Ein Blick in die Zukunft

Die umfangreiche Satzungsänderung, die während der Versammlung beschlossen wurde, zeigt, dass der Kreisfeuerwehrverband bereit ist, sich den Herausforderungen der Zukunft zu stellen. Die Ausbildung von Einsatzkräften wird weiterhin gefördert, und mit 1.377 Einsatzkräften, die an Ausbildungsmaßnahmen auf Kreisebene teilgenommen haben, wird die Bereitschaft stetig erhöht. Zudem gibt es 107 Jugendfeuerwehren mit 1.483 Mitgliedern, die den Nachwuchs sichern, und 71 Kinderfeuerwehren mit 1.008 Mitgliedern, was ein positives Zeichen für die Zukunft der Feuerwehr darstellt.

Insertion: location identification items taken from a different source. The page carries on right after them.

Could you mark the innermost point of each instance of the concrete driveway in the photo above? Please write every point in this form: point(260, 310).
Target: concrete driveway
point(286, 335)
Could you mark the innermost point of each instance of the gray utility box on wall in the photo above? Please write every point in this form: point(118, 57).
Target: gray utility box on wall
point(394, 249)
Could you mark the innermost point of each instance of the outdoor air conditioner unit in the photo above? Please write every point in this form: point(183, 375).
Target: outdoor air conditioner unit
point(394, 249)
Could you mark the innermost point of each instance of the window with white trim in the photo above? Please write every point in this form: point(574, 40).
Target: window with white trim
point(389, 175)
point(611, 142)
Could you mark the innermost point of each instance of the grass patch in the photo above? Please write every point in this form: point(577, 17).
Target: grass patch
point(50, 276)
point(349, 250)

Zusammenfassend lässt sich sagen, dass die Verbandsversammlung nicht nur ein Rückblick auf das vergangene Jahr war, sondern auch einen Ausblick auf die zukünftigen Herausforderungen und Chancen im Bereich der Gefahrenabwehr bot. Der Main-Kinzig-Kreis kann stolz auf seine engagierten Feuerwehrleute und die zahlreichen Unterstützer aus der Bevölkerung sein.